Syria sits astride the confluence of many different currents in the Middle East: geographically, between the waters of the Euphrates and Tigris, and those which descend from Mount Hermon. Ethnically, it accommodates the Semitic races like Assyrians and Jews and the non-Semitic like the Kurds and the Turks. Politically, it lies between a secular and a theocratic ethos, and in terms of religion between the many sects of Islam and Christianity with its divisions.
Therein lies the complexity of the situation that the world confronts.
The referendum for a new Constitution held on 26 February is a tangible sign that the Assad regime has finally bowed to the relentless international pressure to bring in democratic reforms. It should have happened long before violence by both sides escalated to current, unacceptable levels. Parliamentary elections are to be held in three months and international efforts must now be geared to ensuring them.
The turnout of 8.7 million registered voters out of a total of 14.6 million was fair by any reckoning. According to available figures, 89.4 % supported the new Constitution while a little over 9 % opposed it.
The single most important feature of the new Constitution is that it removes the primacy of the Baath party, allows a multi-party system and religious pluralism. It still has features like the successive seven-year term limit, and the salience of Islam, which will need re-casting under the aegis of a more representative elected Parliament.
The issue boils down to what kind of polity a people want to see in their country. In contrast with Egypt and Tunisia, the Syrian regime has opted for a new Constitution before parliamentary elections. In the former case, where elections were held before a new Constitution was approved, there are already conflicts brewing relating to the composition of constitutional bodies, military oversight, and party representations. Only time will tell which strategy serves the people best.

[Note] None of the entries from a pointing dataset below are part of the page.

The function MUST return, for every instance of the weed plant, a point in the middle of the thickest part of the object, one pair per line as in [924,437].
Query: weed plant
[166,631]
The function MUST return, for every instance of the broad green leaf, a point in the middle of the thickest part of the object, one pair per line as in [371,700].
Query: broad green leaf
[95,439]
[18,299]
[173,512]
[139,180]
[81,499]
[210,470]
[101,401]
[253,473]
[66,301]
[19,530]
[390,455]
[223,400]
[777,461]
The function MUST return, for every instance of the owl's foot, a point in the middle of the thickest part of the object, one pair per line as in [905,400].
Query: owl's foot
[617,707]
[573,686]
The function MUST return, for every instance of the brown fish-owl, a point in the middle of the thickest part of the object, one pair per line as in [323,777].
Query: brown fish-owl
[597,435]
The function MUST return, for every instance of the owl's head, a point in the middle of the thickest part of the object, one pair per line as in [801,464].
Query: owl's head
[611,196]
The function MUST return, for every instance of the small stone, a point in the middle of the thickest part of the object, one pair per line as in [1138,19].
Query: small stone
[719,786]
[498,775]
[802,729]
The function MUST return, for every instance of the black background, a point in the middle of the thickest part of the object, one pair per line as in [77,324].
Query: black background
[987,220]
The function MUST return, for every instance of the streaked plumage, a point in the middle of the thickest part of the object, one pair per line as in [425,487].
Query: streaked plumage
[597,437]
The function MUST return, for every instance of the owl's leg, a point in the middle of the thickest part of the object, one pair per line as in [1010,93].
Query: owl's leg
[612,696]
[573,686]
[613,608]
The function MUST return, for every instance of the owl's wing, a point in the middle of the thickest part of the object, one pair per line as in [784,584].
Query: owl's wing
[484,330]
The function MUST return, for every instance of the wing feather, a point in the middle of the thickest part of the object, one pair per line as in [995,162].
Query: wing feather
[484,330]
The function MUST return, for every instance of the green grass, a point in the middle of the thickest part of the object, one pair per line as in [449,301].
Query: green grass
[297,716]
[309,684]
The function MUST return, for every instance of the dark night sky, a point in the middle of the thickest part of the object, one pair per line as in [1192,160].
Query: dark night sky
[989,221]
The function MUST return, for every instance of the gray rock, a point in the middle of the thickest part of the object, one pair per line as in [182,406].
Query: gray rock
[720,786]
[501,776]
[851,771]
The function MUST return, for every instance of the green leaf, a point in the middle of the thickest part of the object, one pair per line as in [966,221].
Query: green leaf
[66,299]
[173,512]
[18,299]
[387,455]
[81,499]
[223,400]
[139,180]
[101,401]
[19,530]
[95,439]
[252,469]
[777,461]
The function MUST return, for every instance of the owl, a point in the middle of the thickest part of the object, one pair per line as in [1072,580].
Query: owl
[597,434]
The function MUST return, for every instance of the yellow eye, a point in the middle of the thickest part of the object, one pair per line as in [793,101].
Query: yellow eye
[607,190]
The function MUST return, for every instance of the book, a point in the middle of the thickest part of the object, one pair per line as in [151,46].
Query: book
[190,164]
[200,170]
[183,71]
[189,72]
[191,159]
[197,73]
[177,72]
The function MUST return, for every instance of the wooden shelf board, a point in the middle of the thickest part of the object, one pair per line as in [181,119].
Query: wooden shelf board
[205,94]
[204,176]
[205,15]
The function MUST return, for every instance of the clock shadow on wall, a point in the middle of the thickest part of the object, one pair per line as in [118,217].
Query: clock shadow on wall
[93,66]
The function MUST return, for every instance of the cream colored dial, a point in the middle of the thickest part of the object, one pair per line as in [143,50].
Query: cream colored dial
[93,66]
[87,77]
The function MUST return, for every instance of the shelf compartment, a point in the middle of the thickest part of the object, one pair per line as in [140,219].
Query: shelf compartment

Conventional wisdom holds that without the massive support of Iran and of China and Russia within the UN Security Council, the situation in Syria would have evolved differently. Russia and China provoked Western ire for raising three pertinent points: first that any UNSC resolution should apply equivalently to the government and the opposition; second, it should not pre-determine the outcome; and third, it should not pave the way for foreign military intervention as happened in Libya.
That Syria is seen as a proxy for Iran’s multi-dimensional reach in the eastern Mediterranean, with its interests in Lebanon through the Hezbollah and in Palestine through Hamas, is the second part of this discourse. While there may be some truth in this, accepting it in toto minimises the many reasons why Bashar al-Assad continues the violent suppression of the opposing groups which now include good number of foreign commandos and weaponry. Neither is his paranoid intention to stay in power, the entire story. The issue is far too complex and destabilising to take such partial views of a volatile situation.
With Ayman al-Zawahiri, the al-Qaeda head, having come out exhorting support for the opposition groups, it appears that he would like nothing other than a radical Taliban-type government in Syria modelled on the retrograde Afghan regime of the late 1990’s. Most surprisingly, this goal of supporting and arming (even clandestinely) the Syrian opposition, articulated at the sterile Tunis conference of the “Friends of Syria” on Feb 24, is now also shared by the U.S., other Western countries, Saudi Arabia and Turkey. The U.S.’s anti-Iran, pro-democracy agenda has now coalesced with the Saudi-Turkey anti-Iran, pro-Sunni agenda.
India’s ambivalent diplomacy has now placed it with this group – even if it is loath to see Al Qaeda’s disruptive footprint in India or have the UNSC use the Libyan criteria of ‘protecting civilians and civilian-populated areas’ elsewhere.
The issue now is not the longevity of Bashar al- Assad and his coterie, but the disruption of the long-standing culture of tolerance in which minorities of all hues, including those within Islam, have been living for generations. It is the only such country left in the Middle East, as evidenced by the ambivalent pronouncements of the winning Islamic parties in Egypt, Tunisia and Morocco.
At the present juncture the best course for the ‘international community’ is to call a ‘time-out’ for all parties involved, use it to halt further violence and provide support and assistance to the current regime to make good on its promise of parliamentary elections in three months. This is what Kofi Annan’s mission should aim for.
The denouement in Syria will profoundly impact developments in the Middle East monarchies, which have so far immunised themselves from the fall-out of the ‘Arab Awakening.’
Rajendra Abhyankar served as India’s former Ambassador to various countries, including Syria, and is currently Chairman at the Kunzru Centre for Defence Studies and Research, Pune.